One time, Grayson said, a woman walked up to him and asked, “Are you the one who died?”

Really? Really.

True stories are Grayson’s stock and trade.

Grayson, 74, has been on the air — either radio or television — in Mississippi since 1966.

Following a 35-year stint at WLBT, Grayson works today at WJTV, Jackson’s CBS affiliate, as a weatherman, news anchor, and feature reporter. He’s been at WJTV for just under six years.

A news anchor works on a laptop with the news station's set in the background.
Walt works on a new story for WJTV as he eagerly anticipates being this year’s grand marshal of the Hal’s St. Paddy’s Parade and Festival in Jackson.

Grayson’s work as a feature reporter might be what he’s best known for. Besides doing feature work for WJTV, Grayson hosts the MPB show, “Mississippi Roads,” and has written a column for this magazine —  Today in Mississippi — since the 1990s.  

“Getting out and meeting people is wonderful. I get to explore the state, and I love it,” Grayson said.

Born and raised in Greenville, Grayson became obsessed with radios when he was a kid. When the family got their first television set, Grayson’s father gave him the family radio and record player.

“It was my first toy. I must have taken that thing apart and put it back to together so many times,” Grayson said.
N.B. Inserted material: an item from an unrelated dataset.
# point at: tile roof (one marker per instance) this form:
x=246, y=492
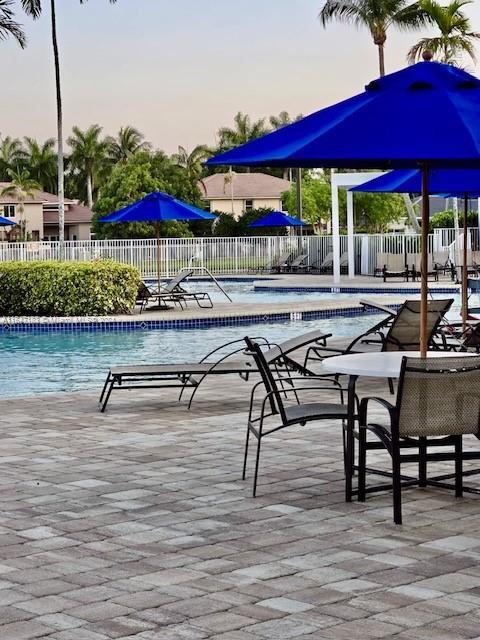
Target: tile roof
x=245, y=185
Grayson said he fell in love with music, broadcasting, and the idea of being a radio disc jockey during that time.

He got his first broadcasting job in 1966 at a big band radio station in Greenville, WJPR. When he told the owners he could be at the station at 6 a.m. on Sunday mornings, he got the job.

He later moved on to rock and top 40 stations. At one point, Grayson thought he might become a preacher. He graduated from Mississippi College after getting a degree in Bible and a minor in history.

“Then I realized that wasn’t really for me. I really loved broadcasting,” he said.

Grayson got his first television job while working for a radio station in Jackson.

WJTV needed a part-time weatherman.

News anchor stands at the studio.

“My dad, being a pest control man, spent his time on the road and was fascinated with the weather. We watched the weather portions of all the TV newscasts. So, weather was something I had an interest in early on,” Grayson said.

Following his first stop at WJTV, he then became a full-time weatherman at WLBT where he did the 10 p.m. newscast.

In the afternoons, he went driving around the state looking for feature stories. 

Although he’s not with WLBT anymore, driving around looking for stories is what he still does today.

“I love shooting my own stuff. I bought a TV camera and started shooting my own stories. It’s one of my favorite parts of the job,” Grayson said.

The veteran newsman said he grew up in a family of storytellers, so it’s in his blood.

Caricature of a news anchor“We would go to family reunions and listen to the older folks tell stories about each other and on each other. There’s a difference,” Grayson said.

For this year’s Hal’s St. Paddy’s Parade and Festival in Jackson, organizers came up with the theme, “Telling the Mississippi Story.”

So, it only makes sense they asked Grayson to be this year’s grand marshal.

The parade is March 23 in downtown Jackson. 

The event, which Grayson has covered many times as a journalist, is a Mississippi success story, he said.

Grayson said he has no intention of stopping his storytelling work anytime soon.

“As long as somebody plays the music, I will keep rocking and rolling,” Grayson said.